Bringing Communities and Technology Together for Healthy Aging

A five-year, $9.5 million grant has been awarded to a collaborative research program led by the Center for Health Enhancement Systems Studies (CHESS) at the University of Wisconsin-Madison. The purpose of the grant is to develop innovations that help older adults remain in their homes as long as possible. The grant comes from the federal Agency for Healthcare Research and Quality (AHRQ), whose mission is to improve the quality, safety, efficiency and effectiveness of health care for all Americans.

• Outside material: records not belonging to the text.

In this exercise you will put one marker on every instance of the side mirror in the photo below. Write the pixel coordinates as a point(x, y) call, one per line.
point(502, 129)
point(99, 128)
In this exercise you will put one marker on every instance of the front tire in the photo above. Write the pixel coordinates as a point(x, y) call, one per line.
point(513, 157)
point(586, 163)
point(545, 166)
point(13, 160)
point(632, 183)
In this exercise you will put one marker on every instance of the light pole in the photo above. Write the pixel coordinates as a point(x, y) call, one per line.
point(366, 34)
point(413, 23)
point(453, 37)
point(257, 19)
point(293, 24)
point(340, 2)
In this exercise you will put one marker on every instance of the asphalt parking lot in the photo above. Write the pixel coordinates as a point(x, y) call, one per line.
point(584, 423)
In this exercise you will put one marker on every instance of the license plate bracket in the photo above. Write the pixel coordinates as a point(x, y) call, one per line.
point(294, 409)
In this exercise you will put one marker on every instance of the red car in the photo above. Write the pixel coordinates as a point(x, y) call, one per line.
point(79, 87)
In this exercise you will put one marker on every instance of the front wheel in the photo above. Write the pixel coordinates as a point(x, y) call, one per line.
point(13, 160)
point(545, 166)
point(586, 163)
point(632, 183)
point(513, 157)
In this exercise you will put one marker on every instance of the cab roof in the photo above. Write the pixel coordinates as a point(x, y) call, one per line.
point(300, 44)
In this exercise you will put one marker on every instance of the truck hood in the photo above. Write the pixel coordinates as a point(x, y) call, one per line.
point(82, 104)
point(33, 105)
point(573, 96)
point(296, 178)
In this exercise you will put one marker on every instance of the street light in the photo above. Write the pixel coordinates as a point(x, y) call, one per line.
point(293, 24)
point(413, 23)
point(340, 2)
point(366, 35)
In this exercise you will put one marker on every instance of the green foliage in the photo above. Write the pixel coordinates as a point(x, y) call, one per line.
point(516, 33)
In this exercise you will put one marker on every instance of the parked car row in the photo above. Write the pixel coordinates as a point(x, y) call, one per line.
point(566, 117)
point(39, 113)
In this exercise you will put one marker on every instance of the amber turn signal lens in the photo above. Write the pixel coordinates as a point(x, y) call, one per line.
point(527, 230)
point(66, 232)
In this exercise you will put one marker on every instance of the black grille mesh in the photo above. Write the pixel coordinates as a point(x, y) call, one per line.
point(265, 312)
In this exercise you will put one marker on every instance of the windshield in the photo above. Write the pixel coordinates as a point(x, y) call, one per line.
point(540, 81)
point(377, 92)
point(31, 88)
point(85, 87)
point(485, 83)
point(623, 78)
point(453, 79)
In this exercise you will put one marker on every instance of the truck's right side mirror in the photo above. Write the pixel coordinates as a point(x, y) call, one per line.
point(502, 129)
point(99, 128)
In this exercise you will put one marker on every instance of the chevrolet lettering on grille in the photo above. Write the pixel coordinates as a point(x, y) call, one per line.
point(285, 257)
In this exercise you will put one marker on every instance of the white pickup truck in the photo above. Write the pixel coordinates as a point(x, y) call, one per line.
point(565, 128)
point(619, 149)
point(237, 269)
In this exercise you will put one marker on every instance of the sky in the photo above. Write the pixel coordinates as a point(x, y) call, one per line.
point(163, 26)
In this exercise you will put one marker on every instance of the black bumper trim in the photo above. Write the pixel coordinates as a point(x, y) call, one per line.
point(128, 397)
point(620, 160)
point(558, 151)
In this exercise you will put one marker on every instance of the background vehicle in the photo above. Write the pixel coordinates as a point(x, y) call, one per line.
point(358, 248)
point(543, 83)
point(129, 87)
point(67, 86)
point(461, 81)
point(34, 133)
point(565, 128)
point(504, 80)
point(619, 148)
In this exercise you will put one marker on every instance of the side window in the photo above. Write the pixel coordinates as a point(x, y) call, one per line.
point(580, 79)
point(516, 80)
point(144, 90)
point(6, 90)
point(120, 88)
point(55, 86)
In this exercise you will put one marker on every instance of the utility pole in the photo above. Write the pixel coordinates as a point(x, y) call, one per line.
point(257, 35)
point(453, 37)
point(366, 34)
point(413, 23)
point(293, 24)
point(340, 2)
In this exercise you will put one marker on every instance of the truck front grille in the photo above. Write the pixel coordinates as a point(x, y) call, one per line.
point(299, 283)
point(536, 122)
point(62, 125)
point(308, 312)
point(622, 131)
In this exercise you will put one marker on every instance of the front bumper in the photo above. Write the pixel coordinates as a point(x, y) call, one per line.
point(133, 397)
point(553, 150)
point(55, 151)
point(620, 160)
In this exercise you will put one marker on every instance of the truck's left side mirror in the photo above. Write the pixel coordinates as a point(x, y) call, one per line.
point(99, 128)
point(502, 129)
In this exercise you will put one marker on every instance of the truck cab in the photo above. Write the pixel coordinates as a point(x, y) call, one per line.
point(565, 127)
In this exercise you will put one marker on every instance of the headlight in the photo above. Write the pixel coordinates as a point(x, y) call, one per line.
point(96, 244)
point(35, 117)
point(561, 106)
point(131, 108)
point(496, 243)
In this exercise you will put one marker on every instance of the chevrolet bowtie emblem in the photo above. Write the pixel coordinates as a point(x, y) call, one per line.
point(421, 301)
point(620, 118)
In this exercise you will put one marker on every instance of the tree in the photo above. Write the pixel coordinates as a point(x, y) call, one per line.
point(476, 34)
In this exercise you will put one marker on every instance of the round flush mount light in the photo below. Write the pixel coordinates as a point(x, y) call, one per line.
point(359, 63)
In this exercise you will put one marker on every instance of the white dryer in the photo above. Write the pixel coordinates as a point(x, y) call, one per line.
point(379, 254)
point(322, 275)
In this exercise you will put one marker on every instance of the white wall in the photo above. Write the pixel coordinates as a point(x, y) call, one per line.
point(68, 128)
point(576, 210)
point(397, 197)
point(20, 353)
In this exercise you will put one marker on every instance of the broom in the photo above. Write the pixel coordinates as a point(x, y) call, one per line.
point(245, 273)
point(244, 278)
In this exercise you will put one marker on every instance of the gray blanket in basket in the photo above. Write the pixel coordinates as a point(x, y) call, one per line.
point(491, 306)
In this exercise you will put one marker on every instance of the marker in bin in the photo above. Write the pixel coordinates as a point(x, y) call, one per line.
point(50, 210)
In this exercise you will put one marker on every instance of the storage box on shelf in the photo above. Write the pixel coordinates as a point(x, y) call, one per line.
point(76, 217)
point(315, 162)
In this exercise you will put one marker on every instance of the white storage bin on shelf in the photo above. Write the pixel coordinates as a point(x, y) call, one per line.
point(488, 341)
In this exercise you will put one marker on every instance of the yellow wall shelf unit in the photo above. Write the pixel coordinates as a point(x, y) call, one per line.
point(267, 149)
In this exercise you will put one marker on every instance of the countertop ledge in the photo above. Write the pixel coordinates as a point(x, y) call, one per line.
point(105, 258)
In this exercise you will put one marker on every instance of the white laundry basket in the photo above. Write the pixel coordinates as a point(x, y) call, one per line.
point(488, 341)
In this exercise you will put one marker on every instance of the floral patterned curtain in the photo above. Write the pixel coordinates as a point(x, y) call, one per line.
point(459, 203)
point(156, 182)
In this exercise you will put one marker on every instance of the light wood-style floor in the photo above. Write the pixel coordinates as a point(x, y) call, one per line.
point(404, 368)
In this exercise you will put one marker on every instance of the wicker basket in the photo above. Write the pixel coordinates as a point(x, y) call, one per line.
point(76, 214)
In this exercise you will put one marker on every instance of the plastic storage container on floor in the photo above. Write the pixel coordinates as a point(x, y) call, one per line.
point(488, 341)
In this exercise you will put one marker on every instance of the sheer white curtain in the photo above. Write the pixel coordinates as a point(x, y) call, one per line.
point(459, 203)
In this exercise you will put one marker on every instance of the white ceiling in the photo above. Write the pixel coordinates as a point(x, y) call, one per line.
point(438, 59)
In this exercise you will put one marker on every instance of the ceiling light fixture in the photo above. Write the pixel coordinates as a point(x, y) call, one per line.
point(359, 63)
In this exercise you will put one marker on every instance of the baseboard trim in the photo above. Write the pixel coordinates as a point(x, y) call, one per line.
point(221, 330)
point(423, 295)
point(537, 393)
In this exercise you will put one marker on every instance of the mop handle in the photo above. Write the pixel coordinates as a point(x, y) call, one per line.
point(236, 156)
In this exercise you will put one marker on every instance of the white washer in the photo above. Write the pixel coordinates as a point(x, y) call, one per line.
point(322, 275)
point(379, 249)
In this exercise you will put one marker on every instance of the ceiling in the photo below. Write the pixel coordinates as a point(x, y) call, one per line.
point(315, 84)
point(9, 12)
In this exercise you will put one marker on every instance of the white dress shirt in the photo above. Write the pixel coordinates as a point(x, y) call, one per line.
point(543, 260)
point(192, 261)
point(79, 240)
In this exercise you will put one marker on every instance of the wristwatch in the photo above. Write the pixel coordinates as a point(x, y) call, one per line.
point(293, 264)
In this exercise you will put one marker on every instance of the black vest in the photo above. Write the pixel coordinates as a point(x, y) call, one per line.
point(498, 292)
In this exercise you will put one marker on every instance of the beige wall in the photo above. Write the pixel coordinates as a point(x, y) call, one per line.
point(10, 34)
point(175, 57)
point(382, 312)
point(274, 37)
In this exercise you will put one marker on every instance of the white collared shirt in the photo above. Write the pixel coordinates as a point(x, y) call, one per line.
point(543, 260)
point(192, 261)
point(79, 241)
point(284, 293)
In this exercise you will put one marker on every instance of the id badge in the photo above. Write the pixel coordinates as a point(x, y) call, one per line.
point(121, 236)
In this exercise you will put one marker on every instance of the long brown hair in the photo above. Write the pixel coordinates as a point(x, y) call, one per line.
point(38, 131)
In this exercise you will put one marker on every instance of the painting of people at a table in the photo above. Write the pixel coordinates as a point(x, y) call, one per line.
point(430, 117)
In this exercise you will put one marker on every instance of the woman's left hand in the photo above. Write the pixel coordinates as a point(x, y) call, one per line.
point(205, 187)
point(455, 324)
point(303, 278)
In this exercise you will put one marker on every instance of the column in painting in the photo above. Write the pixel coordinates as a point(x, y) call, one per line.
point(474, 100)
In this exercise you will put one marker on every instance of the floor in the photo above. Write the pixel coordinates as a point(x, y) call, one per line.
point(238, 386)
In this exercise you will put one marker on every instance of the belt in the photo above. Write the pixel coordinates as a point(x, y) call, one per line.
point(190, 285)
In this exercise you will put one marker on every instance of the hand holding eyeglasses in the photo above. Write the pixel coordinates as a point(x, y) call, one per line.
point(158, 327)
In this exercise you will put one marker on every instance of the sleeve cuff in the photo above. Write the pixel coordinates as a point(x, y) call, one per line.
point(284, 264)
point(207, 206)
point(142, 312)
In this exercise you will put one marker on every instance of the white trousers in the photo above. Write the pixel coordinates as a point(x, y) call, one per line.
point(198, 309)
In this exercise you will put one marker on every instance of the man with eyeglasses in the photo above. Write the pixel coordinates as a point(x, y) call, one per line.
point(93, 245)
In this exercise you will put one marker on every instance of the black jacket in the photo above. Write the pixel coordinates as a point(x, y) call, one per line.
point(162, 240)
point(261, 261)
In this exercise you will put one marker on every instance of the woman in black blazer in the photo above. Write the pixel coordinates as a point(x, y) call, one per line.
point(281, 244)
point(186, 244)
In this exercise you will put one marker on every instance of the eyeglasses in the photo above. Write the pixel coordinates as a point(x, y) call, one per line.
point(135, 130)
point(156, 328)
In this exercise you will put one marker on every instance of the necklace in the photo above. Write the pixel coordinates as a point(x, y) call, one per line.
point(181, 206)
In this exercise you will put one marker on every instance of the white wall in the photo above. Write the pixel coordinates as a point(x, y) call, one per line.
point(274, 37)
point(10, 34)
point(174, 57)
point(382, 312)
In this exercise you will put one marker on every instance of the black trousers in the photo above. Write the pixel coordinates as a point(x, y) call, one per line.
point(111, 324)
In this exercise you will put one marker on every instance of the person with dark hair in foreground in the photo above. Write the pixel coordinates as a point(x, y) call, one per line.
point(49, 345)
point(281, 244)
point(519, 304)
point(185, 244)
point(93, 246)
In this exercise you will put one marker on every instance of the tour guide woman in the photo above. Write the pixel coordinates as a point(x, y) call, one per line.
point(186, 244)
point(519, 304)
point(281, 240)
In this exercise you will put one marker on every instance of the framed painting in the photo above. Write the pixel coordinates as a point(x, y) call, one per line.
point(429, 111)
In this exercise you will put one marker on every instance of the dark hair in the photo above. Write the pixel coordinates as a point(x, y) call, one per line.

The grant will bring the center’s research team together with engineers from two other research centers based in the UW-Madison Department of Industrial and Systems Engineering: the Driving Simulation Laboratory and the RFID Laboratory. Experts from UW-Madison’s Mass Communication Research Center, geriatricians, specialists from Wisconsin’s State Bureau of Aging and Disability Resources and community advocates from around the state will also participate in the collaborative. The Wisconsin Institute for Healthy Aging and some of the state’s Aging and Disability Resource Centers will be implementing and demonstrating new approaches. All will work together as an Active Aging Research Center to solve the problems that often cause older adults to leave their homes: falls, unreliable home care, difficulty managing a chronic disease, and declining driving skills.

Principal investigator David H. Gustafson, professor of industrial engineering at UW-Madison, directs the project, titled “Bringing Communities and Technology Together for Healthy Aging.”  You can view a video of the kick-off and read about partner organizations:

Says Gustafson, “This study holds great potential for helping older adults continue to live long and productive lives in their own homes. It’s also an exciting opportunity for state and local governments to work together with the university to achieve this goal.”